»Nicht wenige von ihnen hatten ein buntes Federkleid. Männchen und Weibchen konnte man an unterschiedliche Farben oder Größen ihrer Federn erkennen. Viele waren äußerst flink und jede Art hatte ihre eigene ganz individuelle Lebensweise«, wusste die alte Dame zu berichten und widersprach damit sogar den Jurassic Park-Filmen, die vor ein paar Jahren die allgemeine Sicht auf Dinosaurier grundlegend verändert hatten.
Bei diesem Blockbuster musste Oma Willi immer herzerweichend lachen, wenn sie zum Beispiel einen der Film-Dinos lautstark brüllen hörte. Denn diese Tiere brüllten nicht wie Löwen und trompeteten nicht wie Elefanten, war sich Oma Willi sicher. Ihre Laute klangen vielmehr vogelähnlich. Krächzen, Krähen, Pfeifen aber auch Knurren und Brummen in verschiedenen Tonlagen erfüllte die Luft ihrer Zeit. Und vor allem, das betonte Oma Willi stets mit erhobenem Zeigefinger, kündigten sich die Raubsaurier ganz bestimmt nicht mit einem markerschütternden Brüllen bei ihren Beutetieren an.
»Was würdet ihr tun, wenn ihr in der Ferne einen Tyrannosaurus rufen hört?«, fragte sie ihre Enkelinnen und schaute vergnügt in deren weit aufgerissene Augen.
»Weglaufen?«, antwortete die kleine Sophie und Celine musste kräftig lachen, bei der Vorstellung, dass der T-rex mit dem Brüllen jedes Mal sein Mittagessen vertreiben würde.
»Vielleicht hatte er erwartet, dass die anderen Dinos vor Schreck tot umfallen, wenn sie ihn bläken hören?«, ergänzte Celine kichernd.

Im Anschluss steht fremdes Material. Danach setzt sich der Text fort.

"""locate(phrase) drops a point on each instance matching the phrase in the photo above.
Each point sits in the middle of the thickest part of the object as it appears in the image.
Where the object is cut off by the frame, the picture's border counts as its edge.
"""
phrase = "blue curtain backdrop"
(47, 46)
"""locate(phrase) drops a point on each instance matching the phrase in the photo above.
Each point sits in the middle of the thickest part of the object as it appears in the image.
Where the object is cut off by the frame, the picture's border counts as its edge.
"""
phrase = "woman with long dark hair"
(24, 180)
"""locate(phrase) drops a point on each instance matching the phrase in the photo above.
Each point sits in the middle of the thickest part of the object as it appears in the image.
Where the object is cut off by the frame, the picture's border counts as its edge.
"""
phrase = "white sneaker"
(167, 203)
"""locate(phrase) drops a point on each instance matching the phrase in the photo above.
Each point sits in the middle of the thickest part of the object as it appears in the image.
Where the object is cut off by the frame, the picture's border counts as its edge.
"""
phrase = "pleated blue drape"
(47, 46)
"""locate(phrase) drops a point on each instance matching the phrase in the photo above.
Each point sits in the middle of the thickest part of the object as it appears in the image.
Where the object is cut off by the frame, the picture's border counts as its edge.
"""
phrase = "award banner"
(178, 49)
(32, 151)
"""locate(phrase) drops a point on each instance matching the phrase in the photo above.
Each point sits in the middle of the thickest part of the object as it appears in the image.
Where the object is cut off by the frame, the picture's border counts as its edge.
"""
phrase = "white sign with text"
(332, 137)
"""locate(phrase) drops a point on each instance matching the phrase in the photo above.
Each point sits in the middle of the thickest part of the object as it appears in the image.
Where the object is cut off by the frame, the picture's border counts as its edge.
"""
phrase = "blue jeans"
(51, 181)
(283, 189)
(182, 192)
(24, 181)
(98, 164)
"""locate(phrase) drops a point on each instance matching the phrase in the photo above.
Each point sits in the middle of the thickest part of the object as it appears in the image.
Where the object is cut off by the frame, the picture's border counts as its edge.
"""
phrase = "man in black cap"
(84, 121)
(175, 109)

Woher ihre Oma all das zu wissen glaubte, hatte sie ihren Enkeln nie erzählt. Dieses und sicher noch viele weitere Geheimnisse hatte sie mit ins Grab genommen, nachdem ein langjähriges Krebsleiden sie von einem auf den anderen Tag aus dem Leben gerissen hatte.
Mit dem Entrümpeln ihrer Wohnung waren die Verwandten äußerst flott zu Werk gegangen. Zu schnell, wie Celine fand. Gerne hätte sie dort noch einmal Abschied genommen und sich an all die schönen Tage mit Oma Willi erinnert. Aber alles, was man nicht zu Geld machen konnte, wurde kurzerhand dem Sperrmüll, der Altkleidersammlung oder der Papierverwertung zugeführt. Somit auch die meisten der handgeschriebenen Dinosauriergeschichten. Ob diese einen emotionalen Wert für Celine und Sophie hatten oder nicht, wurde dabei keine Sekunde lang in Erwägung gezogen. Dadurch verschwand nicht bloß ihre geliebte Großmutter, sondern ebenso deren Vermächtnis für immer aus dem Leben der Mädchen.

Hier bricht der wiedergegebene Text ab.